Computer scienceData scienceNLPMain NLP tasksImage recognition as an NLP task

Reading text from image

5 minutes read

Reading text from images is not a task for NLP. It's more in the Computer Vision domain. This task requires an understanding of how we should process images and how to analyze them. In this topic, you will understand what Optical Character Recognition is — this will be good for your general knowledge, and, by the way, it may be useful to extract a text from an image (a possible task for an NLP Data Scientist).

This topic serves more as an introduction to what OCR is and how to implement it without going deep into neural network models. We will neither delve into CNN or RNN models nor into building your OCR model from scratch. However, we will touch on the general OCR subprocesses (and their subprocesses) and how to use ready models.

Introduction to OCR

Optical Character Recognition (OCR) is a technology of automatic text processing from images. OCR models are specialized in reading from:

Typed text (either a PDF file or a text typed on a typing machine);
Hand-written text:

An image of scribed letter

Text from the background of an image:

10 photos of outdoor labels

OCR is an adjoint task between NLP and Computer Vision (CV). As a CV task, OCR demands deep knowledge of image processing techniques. As an NLP task, OCR demands an understanding of tokenization, regular expressions, and so on.

OCR includes the following subtasks:

Preprocessing of the image
Text localization
Character Segmentation
Character Recognition
Post Processing

These operations can differ, but these are approximate steps required to get to the automatic character recognition.

OCR has many applications. It may be used for car plate number detection, document scanning, traffic sign recognition, passport recognition (in places like a police department or an airport), etc.

Apart from classic OCR models, there are also Scene Text Recognition models.

Scene text recognition

Scene Text Recognition (STR) consists of two stages: Text localization and Text recognition.

The scene text localization model is used to identify text areas by examining each character and the relationship between characters. This approach allows for easy identification of detailed scene texts in general, as well as images that are oriented in an arbitrarily varying manner (such as curved, distorted, or otherwise orientated). The output shows a region score and an affinity score, which can be used both to localize individual characters in the picture and to aggregate them into ONE instance.

Text recognition is aimed at making the computer understand each symbol. This stage has such substages as normalization, feature extraction, sequence modeling, and prediction.

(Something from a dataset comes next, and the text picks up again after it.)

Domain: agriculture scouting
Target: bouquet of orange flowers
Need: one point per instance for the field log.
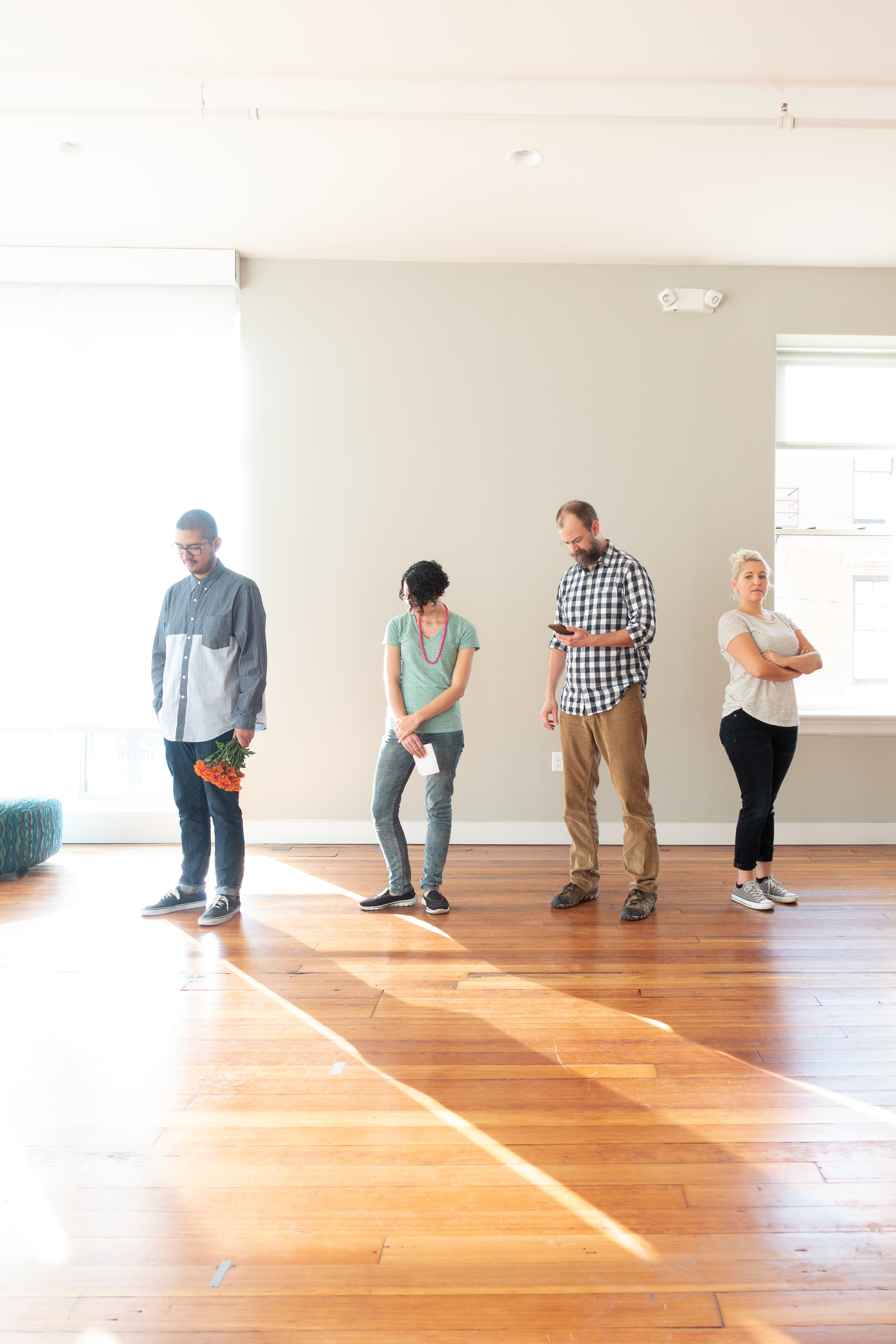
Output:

a process of text recognition in 5 images: first we recognize the text border, and we normalize it so that se we could read it normally, then we extract visual and contextual features - and voila, making prediction

Here is an example of the STR output (all characters are highlighted with green frame):

photos of text localization in different places

As can be seen from the picture above, STR is very similar to object recognition tasks.

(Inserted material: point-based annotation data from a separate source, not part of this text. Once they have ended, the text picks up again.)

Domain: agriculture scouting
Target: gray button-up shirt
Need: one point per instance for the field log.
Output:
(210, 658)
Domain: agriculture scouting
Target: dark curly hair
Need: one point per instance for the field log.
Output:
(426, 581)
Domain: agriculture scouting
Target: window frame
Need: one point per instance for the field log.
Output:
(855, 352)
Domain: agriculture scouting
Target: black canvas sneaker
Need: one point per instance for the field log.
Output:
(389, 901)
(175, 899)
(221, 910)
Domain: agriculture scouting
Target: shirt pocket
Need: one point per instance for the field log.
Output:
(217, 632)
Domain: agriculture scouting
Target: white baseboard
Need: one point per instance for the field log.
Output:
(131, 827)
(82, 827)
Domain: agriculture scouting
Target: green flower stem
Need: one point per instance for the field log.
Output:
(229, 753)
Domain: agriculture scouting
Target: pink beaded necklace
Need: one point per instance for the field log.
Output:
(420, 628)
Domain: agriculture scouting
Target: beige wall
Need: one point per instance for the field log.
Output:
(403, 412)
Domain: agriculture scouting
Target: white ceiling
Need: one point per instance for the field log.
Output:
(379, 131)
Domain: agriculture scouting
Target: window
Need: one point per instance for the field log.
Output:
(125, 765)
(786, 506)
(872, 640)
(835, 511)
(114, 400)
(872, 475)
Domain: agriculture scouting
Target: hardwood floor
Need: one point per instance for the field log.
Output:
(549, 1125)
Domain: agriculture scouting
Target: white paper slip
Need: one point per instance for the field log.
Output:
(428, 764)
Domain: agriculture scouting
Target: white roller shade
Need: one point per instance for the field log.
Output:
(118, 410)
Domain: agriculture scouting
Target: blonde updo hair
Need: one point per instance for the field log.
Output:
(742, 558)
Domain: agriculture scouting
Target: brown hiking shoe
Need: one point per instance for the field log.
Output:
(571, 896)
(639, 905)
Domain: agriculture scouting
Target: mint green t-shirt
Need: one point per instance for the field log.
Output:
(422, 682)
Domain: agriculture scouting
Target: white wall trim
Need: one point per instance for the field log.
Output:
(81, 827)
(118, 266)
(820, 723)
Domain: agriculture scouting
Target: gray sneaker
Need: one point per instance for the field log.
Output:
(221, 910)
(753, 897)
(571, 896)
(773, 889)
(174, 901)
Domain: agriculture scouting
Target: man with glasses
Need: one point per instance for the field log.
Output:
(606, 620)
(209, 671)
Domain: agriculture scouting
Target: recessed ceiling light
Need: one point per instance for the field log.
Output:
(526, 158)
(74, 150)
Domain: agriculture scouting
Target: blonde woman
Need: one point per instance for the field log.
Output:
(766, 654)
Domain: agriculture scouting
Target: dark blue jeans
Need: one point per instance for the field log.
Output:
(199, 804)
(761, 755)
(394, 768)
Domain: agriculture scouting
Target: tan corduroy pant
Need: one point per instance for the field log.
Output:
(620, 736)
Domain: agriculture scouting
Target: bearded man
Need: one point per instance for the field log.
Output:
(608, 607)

Other STR models, like SVTR (which has a block for feature extraction and a sequence model for text recognition), have a different structure.

For us, classic STR is substantial because it includes text localization, a first subprocess for OCR.

Character segmentation

After text localization, you need to segment your characters. Character segmentation is a process of breaking an image into parts to process them further. This process can be divided into the following operations:

Line-level segmentation;
Word-level segmentation;
Character-level segmentation.

These operations are conducted in this sequence. Here is an example of the character segmentation of the following text:

a process of text segmentation as described below

Character segmentation is based on a principle of a sliding window. For line-level segmentation, a model checks the sum of all black pixels on the particular sliding window. On this level, each sliding window is a particular line of pixels. The model first checks the first top-line pixels then goes on to the second top level, and so on. If some (2 or 4) sliding windows do not have any pixels or their number is insignificant, these pixel lines are taken as delimiters.

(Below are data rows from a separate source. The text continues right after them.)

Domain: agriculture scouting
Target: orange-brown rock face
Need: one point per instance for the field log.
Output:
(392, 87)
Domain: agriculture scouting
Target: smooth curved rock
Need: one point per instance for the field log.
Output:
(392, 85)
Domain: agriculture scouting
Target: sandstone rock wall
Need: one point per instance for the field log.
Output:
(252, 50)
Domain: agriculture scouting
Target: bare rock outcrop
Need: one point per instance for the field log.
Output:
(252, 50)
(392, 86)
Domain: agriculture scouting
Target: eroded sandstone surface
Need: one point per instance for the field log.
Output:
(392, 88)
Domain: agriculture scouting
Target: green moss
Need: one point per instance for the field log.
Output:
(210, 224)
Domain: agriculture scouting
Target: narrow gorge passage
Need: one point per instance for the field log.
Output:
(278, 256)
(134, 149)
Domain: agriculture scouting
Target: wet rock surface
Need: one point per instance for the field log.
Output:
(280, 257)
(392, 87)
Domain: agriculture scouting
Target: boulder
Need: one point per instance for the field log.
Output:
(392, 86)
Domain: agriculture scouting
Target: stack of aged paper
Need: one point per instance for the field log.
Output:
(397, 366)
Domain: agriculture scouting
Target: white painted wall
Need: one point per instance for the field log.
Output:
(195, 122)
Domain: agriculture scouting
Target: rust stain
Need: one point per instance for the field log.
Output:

The word level segmentation is pretty much the same but here the window is sliding 1 pixel to the right along the horizontal axis. If there are 3 or 5 white pixels on the whole line, the model assumes that it is a space character — the same as if you used sentence.split(' ') to tokenize your text. At this level, the model also segments the punctuation marks, it's possible since most punctuation marks have pixels in specific areas.

The many options for character-level segmentation. The most popular one is based on histogram processing. In this case, the histogram minimums represent the potential delimiters between characters. Since many delimiters are considered the potential ones, it is necessary to make a decision and chose the ones which are the most likely to be the real delimiters. The decision-making logic used for determining the real delimiters is shown below:

we look at the word as if it is just a dataframe with multiple columns: 4-5 columns form a word. In this word we need to find columns that may be delimiters

After this, the model should choose the real delimiters. For example, the model may do this by calculating the actual average character width:

$c_{wavg}=[W_w/ c_n]$

The given word is separated starting from the left border and taking the delimiter at the distance $c_{wavg}$ as a referent delimiter. The real delimiter is determined by finding the closest delimiter to the referent delimiter in a range controlled by the threshold value. If there are no delimiters in that range, the referent delimiter will be taken as a real delimiter.

Character recognition

An attention-based text recognizer is typically designed as an encoder-decoder framework. In the encoding stage, an image is transformed into a sequence of feature vectors by CNN/LSTM, and each feature vector corresponds to a region in the input image. In the decoding stage, the attention network (AN) first computes alignment factors by referring to the history of target characters and the encoded feature vectors for generating the synthesis vectors (also called glimpse vectors), thus achieving the alignments between the attention regions and the corresponding ground-truth-labels. Then, a recurrent neural network (RNN) is used to generate the target characters based on the glimpse vectors and the history of the target characters.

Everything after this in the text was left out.